There are some that will call Braid pretentious. The latest Xbox Live Arcade offering certainly wears its artsy-fartsy nature proudly. The graphics evoke a watercolor painting, a classical score sets the mood, and a multi-layered plot hints at a metaphor for something more sinister than anyone would have guessed. This is a game that will get you thinking in some degree. Braid is a simple, Mario-esque, 2D platformer that mixes time-related gimmicks with a hunt for puzzle pieces. Braid is a quest to save the princess. Braid is the story of a man trapped in a marriage, regretful of his mistakes, endlessly searching for the girl of his dreams. Braid is all of these things, and yet it may ultimately be a metaphor for the Manhattan Project and the creation of the nuclear bomb. Pretentious? Sure, if pretension is the label we put on anything that attempts to set a mood, be more than the sum of its parts, push you to think a bit, and not treat its audience like idiots.

The ominous and very classy opening screen of Braid

Braid is a game that wants to win everyone over, without ever compromising itself. Yes, it presents its plot in large text bubbles, a storytelling technique incongruous with the video game medium. This plot is, though, entirely optional. In fact, most of the game is entirely optional. One could skip the plot, blow through any levels that stump them, and still find something to love. Those that dig deeper will be rewarded justly. The heart of the game is trying to find the way to each puzzle piece. Players can rewind time at any moment, with further time manipulation abilities offered later on. Each ability is worked into the puzzles in brilliant ways, playing with your expectations, and while even at their most mind-boggling, are entirely workable, and all the more rewarding. Finding every puzzle piece in the game opens the final level, and just when you think a simple plot of love (with elements that anyone can relate to) will come to a close, this braid unravels further. Where the game asks you to think through its various brainteasers, in the end it gives you bits and pieces as a reward. This deeper plot is itself a puzzle, with the pieces all there before you, and it is, again, entirely optional.

Braid references several classic platformers, including Mario, Donkey Kong, and Elevator Action.

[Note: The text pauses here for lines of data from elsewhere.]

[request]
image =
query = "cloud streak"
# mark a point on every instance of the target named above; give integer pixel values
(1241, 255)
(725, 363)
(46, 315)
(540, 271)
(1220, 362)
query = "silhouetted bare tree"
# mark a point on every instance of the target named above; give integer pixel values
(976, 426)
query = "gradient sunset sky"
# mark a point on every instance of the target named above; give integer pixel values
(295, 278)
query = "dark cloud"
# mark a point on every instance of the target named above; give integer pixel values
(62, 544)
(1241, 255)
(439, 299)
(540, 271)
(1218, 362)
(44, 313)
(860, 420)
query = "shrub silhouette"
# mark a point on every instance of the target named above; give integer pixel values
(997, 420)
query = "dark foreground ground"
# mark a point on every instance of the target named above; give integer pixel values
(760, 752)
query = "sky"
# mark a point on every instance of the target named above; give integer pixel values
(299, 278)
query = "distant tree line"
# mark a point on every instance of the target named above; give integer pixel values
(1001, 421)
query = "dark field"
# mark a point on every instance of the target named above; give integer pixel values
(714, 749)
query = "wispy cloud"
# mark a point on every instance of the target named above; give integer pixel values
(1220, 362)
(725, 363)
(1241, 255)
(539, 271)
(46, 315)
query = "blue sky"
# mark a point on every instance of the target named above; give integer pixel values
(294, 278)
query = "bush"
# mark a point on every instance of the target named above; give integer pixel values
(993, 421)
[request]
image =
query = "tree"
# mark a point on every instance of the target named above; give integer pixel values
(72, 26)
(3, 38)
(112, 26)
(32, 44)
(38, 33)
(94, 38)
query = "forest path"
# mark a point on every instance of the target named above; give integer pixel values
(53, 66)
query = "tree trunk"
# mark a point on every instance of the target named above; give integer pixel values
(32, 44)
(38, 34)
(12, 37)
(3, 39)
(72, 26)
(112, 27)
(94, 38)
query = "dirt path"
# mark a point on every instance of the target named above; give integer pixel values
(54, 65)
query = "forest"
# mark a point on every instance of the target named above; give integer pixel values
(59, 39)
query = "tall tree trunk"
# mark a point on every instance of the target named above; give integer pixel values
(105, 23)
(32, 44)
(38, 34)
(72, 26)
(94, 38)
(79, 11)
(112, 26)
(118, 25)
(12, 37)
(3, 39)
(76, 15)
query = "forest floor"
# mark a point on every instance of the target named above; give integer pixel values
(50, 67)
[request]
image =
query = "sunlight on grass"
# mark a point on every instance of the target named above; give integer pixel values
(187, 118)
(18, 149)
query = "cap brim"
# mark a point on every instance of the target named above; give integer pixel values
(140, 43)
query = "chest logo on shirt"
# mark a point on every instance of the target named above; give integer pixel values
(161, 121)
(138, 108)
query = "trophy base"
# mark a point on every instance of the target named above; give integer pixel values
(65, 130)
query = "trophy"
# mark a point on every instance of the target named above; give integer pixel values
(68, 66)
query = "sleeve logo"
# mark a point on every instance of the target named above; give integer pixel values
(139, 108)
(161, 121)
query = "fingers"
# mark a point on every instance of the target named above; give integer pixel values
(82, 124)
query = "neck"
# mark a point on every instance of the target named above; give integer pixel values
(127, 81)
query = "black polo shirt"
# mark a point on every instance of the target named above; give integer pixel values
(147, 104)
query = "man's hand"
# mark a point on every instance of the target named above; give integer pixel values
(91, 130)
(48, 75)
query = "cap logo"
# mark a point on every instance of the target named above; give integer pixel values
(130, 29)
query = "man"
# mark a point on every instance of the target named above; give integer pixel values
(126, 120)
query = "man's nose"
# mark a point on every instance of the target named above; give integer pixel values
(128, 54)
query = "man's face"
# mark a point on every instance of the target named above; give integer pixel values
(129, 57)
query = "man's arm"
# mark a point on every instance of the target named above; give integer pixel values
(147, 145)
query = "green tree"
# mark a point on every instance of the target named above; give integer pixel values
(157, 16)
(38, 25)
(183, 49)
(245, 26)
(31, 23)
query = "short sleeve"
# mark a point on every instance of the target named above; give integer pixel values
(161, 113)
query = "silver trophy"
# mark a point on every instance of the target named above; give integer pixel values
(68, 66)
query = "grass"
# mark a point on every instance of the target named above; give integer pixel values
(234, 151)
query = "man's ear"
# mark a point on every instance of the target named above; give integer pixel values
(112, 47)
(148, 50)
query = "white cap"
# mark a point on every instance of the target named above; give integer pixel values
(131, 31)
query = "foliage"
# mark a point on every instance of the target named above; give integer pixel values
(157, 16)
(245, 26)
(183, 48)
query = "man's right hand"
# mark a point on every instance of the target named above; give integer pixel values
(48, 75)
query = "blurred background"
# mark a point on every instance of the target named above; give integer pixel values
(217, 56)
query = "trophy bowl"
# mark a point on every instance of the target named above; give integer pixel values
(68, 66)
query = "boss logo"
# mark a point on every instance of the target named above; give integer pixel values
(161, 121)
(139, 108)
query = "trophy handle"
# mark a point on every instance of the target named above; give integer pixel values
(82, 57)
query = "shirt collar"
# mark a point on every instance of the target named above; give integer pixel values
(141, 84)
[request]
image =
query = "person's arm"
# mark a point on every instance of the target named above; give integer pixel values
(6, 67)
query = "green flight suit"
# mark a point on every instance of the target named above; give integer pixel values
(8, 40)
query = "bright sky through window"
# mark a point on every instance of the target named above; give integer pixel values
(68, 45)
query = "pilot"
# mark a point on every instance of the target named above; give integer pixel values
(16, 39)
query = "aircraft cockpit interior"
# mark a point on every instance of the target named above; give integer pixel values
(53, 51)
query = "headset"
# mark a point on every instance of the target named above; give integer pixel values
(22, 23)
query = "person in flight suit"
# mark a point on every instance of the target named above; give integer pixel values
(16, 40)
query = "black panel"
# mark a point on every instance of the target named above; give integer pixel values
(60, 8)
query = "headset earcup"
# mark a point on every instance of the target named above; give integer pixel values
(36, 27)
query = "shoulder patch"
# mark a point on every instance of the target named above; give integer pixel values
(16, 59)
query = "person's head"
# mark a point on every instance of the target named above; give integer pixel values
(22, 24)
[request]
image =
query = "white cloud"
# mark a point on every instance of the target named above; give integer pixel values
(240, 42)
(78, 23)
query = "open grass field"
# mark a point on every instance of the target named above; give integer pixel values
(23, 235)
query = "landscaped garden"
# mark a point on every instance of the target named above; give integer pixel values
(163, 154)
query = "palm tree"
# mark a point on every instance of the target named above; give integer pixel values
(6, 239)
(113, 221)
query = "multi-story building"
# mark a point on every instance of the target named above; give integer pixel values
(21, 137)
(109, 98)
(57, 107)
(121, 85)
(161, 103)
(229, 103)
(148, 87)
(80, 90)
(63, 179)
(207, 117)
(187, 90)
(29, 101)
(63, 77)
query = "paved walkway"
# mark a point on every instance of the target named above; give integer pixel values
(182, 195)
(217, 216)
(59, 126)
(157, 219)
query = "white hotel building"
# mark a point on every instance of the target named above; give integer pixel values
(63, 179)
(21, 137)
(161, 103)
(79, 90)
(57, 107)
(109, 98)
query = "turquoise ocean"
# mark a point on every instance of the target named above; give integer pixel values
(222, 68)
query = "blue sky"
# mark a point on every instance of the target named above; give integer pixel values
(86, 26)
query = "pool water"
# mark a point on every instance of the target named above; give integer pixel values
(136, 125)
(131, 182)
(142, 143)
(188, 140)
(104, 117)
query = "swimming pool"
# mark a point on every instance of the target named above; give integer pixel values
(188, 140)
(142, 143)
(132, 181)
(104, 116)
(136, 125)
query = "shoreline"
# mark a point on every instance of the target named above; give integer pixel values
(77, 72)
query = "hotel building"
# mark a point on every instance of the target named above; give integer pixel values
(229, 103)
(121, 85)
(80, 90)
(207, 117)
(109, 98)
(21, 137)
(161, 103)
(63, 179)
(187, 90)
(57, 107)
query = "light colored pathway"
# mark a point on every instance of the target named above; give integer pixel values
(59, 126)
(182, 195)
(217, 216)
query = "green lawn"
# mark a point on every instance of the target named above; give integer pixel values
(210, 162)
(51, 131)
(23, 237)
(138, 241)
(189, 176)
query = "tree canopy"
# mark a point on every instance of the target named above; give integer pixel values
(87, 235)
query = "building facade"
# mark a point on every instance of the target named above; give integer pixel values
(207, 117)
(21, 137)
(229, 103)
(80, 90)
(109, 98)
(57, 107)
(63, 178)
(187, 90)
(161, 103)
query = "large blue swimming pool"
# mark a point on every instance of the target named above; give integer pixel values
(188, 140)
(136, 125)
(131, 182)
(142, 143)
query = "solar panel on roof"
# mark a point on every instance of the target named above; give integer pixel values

We need more games like Braid. As the industry expands, I can only hope there is a place for something like this. In movies, this would be the equivalent of a David Lynch film – a simplistic concept surrounded by a mess of seemingly disconnected elements, and yet they all come together to be something more. This is powerful, smart stuff, on an entirely unpretentious level, allowing anyone to get something out of it. Funny how the last time I felt the power of storytelling in gaming was in Call of Duty 4, watching my character die of radiation poisoning in the aftermath of a nuclear detonation.